Penurunan mata uang rubel yang tajam telah berimbas pada pariwisata di Asia Tenggara karena orang-orang Rusia berpikir dua kali untuk menggandakan anggaran liburan mereka berikutnya di Vietnam, Thailand atau Kamboja.
Rubel jatuh 43 persen tahun lalu terhadap dolar Amerika, akibat turunnya harga minyak dan sanksi-sanksi Barat atas peran Moskow dalam krisis politik Ukraina. Seorang turis Rusia sekarang ini perlu menghabiskan 140.000 rubel (US$2.479) untuk berlibur ke Vietnam, termasuk tiket pesawat dan akomodasi, naik dari 60.000 rubel tahun lalu, menurut perkiraan harian pemerintah Vietnam. Bagi mereka yang akhirnya pergi ke Vietnam, mereka memilih membeli mie instan daripada makan di luar, menurut laporan media lokal.
Warga Rusia berkontribusi pada miliaran dolar pendapatan sektor pariwisata di Asia Tenggara dan ada di peringkat dua setelah pelancong China dalam hal jumlah. Menu-menu makanan dalam bahasa Rusia banyak tersedia di Phuket. Penjual makanan di pinggir jalan dapat berbicara beberapa patah kata Rusia.
Pada 2013, ketika ketibaan turis Rusia di Vietnam naik lebih dari dua kali lipat, maskapai penerbangan nasional Vietnam Airlines meluncurkan penerbangan langsung antara Moskow dengan bekas pangkalan udara AS di Cam Ranh, dekat kota pantai terkenal Nha Trang.
Pada Januari sampai Maret, sekitar 95.800 warga Rusia mengunjungi Vietnam, turun 27 persen dari tahun sebelumnya dan penurunan secara kuartal pertama sejak 2012. Kementerian Pariwisata Kamboja menghitung ada hampir 18.300 turis Rusia dalam dua bulan pertama 2015, atau turun 51 persen. Thailand menarik 1,6 juta turis Rusia pada 2014, turun 8,6 persen. Kedatangan turun 46 persen pada Januari tahun ini. Pada bulan yang sama, pelancong Rusia ke Filipina jatuh 12 persen.

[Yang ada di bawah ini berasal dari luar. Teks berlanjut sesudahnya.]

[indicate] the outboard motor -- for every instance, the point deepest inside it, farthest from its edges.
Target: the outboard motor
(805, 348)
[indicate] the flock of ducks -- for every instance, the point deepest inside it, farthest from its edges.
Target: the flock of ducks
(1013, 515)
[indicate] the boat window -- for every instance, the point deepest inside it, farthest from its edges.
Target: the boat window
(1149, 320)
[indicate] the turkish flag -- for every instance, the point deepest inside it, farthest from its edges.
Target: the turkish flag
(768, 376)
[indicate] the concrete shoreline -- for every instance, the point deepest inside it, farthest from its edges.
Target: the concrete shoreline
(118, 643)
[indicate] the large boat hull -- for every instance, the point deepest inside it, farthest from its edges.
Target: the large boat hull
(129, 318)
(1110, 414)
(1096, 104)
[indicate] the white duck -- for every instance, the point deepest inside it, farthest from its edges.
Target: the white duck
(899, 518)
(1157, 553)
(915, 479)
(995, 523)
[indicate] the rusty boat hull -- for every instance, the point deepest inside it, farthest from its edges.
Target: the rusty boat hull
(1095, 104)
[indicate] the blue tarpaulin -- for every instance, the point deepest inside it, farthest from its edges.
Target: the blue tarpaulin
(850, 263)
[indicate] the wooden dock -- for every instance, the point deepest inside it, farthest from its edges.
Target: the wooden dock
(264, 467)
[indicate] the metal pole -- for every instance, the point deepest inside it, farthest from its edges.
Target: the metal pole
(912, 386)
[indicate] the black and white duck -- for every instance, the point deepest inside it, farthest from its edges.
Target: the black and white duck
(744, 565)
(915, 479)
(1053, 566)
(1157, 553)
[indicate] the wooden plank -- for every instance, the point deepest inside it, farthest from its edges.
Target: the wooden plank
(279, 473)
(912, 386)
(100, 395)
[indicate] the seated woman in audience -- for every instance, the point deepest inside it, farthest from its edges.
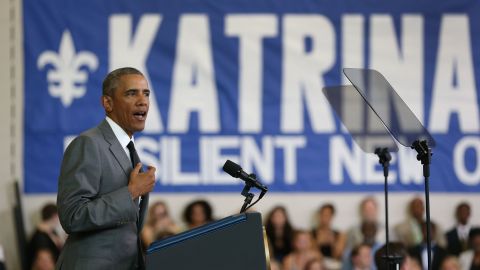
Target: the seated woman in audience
(303, 252)
(279, 232)
(315, 264)
(46, 235)
(330, 242)
(43, 260)
(159, 223)
(450, 263)
(197, 213)
(368, 213)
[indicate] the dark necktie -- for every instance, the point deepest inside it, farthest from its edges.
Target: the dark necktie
(135, 160)
(133, 154)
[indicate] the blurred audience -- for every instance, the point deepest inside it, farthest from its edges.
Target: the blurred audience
(368, 232)
(2, 259)
(274, 265)
(450, 263)
(457, 237)
(361, 257)
(397, 254)
(43, 260)
(315, 264)
(470, 259)
(197, 213)
(46, 235)
(409, 232)
(357, 235)
(330, 242)
(159, 224)
(420, 251)
(279, 232)
(303, 252)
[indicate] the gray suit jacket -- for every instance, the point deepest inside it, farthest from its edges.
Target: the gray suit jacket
(95, 207)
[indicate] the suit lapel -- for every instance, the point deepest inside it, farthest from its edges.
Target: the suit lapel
(115, 147)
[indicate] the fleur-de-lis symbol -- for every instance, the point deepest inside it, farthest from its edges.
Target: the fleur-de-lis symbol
(66, 79)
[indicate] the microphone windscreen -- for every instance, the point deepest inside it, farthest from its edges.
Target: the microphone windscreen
(232, 168)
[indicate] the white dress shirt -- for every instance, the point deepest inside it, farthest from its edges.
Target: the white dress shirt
(121, 135)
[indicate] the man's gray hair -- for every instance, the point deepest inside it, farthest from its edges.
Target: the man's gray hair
(110, 82)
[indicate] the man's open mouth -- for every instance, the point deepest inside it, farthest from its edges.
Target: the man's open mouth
(140, 115)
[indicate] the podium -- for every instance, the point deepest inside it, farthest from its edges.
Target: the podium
(236, 243)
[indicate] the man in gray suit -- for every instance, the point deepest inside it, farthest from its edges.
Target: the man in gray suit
(102, 190)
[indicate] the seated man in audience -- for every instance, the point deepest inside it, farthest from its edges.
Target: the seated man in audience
(361, 257)
(303, 251)
(409, 232)
(398, 257)
(457, 237)
(420, 252)
(368, 215)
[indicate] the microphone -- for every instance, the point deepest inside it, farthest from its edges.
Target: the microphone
(236, 171)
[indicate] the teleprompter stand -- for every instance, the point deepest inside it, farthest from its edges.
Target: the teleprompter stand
(374, 113)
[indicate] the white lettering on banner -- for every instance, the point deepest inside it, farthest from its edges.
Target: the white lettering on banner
(250, 30)
(166, 155)
(130, 49)
(400, 61)
(409, 168)
(193, 85)
(344, 157)
(290, 146)
(363, 168)
(454, 87)
(308, 53)
(259, 158)
(469, 178)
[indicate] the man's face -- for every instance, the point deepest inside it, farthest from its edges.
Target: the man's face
(417, 209)
(128, 106)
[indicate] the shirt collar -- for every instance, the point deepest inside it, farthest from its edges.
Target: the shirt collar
(121, 135)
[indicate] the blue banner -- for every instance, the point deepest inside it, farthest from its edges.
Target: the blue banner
(242, 80)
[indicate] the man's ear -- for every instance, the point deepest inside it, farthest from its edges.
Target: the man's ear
(107, 103)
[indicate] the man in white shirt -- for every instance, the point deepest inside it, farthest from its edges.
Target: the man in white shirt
(457, 237)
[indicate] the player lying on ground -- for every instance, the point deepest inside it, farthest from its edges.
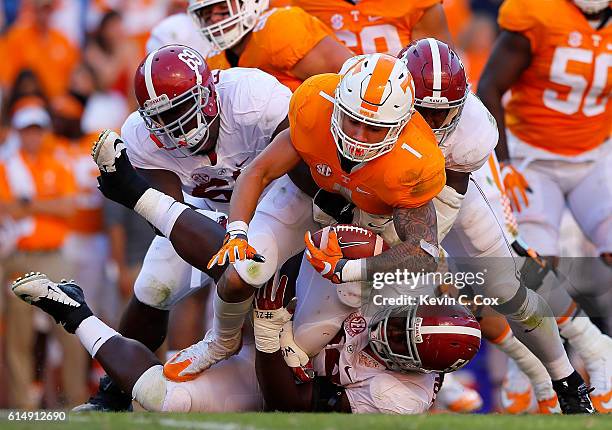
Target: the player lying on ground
(477, 219)
(380, 373)
(188, 363)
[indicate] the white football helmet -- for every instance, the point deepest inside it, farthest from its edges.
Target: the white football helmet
(591, 6)
(243, 15)
(377, 90)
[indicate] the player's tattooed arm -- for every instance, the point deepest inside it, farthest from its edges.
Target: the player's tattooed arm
(417, 228)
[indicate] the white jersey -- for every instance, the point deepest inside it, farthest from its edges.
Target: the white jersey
(252, 105)
(369, 385)
(178, 29)
(475, 137)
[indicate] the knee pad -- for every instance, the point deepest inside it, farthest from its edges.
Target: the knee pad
(150, 389)
(254, 273)
(164, 277)
(526, 305)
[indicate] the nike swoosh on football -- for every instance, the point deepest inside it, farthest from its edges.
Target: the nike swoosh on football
(607, 405)
(346, 368)
(349, 244)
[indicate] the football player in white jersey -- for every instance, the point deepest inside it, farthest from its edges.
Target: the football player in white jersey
(178, 29)
(374, 366)
(475, 232)
(193, 133)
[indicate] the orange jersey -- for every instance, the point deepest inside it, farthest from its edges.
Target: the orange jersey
(561, 103)
(371, 25)
(51, 57)
(410, 175)
(280, 39)
(88, 216)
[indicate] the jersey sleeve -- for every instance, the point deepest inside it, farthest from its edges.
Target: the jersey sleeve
(519, 16)
(259, 99)
(286, 35)
(301, 112)
(475, 138)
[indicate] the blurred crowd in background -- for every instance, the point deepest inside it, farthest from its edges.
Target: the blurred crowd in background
(66, 74)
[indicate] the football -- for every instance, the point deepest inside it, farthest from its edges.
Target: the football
(356, 242)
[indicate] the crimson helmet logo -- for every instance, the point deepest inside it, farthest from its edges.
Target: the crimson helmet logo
(323, 170)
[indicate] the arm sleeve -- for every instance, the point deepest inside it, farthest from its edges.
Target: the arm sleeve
(517, 16)
(290, 34)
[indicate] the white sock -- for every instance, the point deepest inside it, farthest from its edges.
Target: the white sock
(93, 333)
(160, 210)
(525, 360)
(229, 317)
(582, 335)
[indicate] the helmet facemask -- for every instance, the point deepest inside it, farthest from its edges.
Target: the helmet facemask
(181, 124)
(243, 15)
(453, 114)
(392, 334)
(376, 91)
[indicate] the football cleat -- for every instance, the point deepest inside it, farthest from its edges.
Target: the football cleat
(573, 395)
(549, 406)
(118, 179)
(517, 396)
(188, 363)
(109, 398)
(600, 376)
(456, 397)
(106, 150)
(64, 301)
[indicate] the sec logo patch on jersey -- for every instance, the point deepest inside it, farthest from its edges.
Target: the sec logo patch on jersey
(324, 170)
(355, 324)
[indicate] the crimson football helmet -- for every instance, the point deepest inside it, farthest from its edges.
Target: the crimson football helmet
(425, 338)
(177, 99)
(440, 84)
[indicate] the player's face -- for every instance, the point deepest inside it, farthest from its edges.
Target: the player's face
(363, 132)
(434, 117)
(218, 12)
(396, 335)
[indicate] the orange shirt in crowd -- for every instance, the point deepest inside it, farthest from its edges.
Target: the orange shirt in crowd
(51, 181)
(88, 216)
(50, 55)
(370, 25)
(274, 49)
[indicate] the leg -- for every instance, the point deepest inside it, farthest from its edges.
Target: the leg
(497, 331)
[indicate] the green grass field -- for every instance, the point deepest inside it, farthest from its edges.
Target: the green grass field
(254, 421)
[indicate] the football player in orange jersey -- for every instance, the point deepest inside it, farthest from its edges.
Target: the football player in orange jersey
(556, 56)
(370, 26)
(285, 42)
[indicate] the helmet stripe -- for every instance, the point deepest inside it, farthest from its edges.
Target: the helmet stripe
(378, 80)
(149, 76)
(450, 329)
(437, 72)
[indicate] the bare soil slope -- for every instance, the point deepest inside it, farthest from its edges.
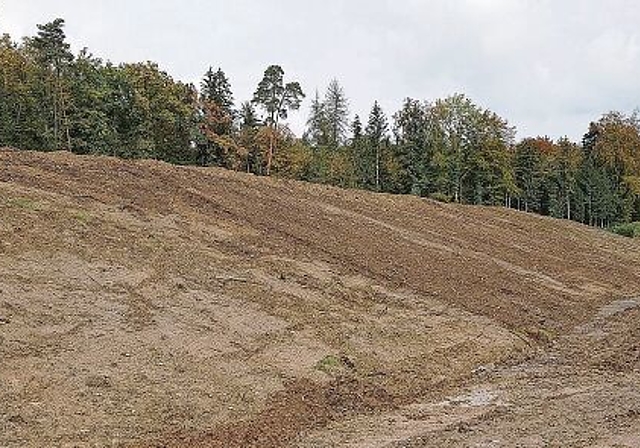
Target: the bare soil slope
(143, 304)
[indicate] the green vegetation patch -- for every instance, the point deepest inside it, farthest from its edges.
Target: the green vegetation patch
(329, 364)
(24, 203)
(82, 216)
(630, 230)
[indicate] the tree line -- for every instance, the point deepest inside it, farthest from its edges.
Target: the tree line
(449, 149)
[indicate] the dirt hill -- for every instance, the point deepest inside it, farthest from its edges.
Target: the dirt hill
(143, 304)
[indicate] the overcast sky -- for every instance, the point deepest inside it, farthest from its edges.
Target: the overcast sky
(548, 66)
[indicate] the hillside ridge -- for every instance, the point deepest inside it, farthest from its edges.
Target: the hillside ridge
(147, 304)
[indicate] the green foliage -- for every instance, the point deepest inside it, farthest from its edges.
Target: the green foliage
(329, 364)
(449, 149)
(630, 230)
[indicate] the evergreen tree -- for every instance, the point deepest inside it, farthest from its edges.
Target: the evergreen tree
(376, 139)
(53, 54)
(215, 87)
(336, 114)
(276, 98)
(316, 133)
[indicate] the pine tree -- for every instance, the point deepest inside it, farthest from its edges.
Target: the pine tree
(54, 55)
(336, 113)
(376, 137)
(215, 87)
(316, 132)
(276, 98)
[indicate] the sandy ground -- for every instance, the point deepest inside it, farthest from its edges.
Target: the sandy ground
(144, 305)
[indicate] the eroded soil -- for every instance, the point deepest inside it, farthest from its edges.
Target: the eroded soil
(143, 305)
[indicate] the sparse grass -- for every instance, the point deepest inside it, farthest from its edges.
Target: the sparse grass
(24, 203)
(82, 216)
(630, 230)
(329, 364)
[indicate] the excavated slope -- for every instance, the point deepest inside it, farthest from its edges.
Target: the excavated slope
(143, 304)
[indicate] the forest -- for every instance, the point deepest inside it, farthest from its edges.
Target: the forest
(448, 149)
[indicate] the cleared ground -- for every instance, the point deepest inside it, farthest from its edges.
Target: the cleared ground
(143, 304)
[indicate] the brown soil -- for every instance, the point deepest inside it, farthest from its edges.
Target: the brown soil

"Jumlah turis Rusia secara stabli turun di Thailand sejak tahun lalu terutama karena depresiasi rubel," ujar Surapong Techaruvichit, presiden Asosiasi Hotel Thailand.
"Tujuan-tujuan yang secara tradisional populer untuk warga Rusia, termasuk Phuket dan Pattaya, telah terpukul keras."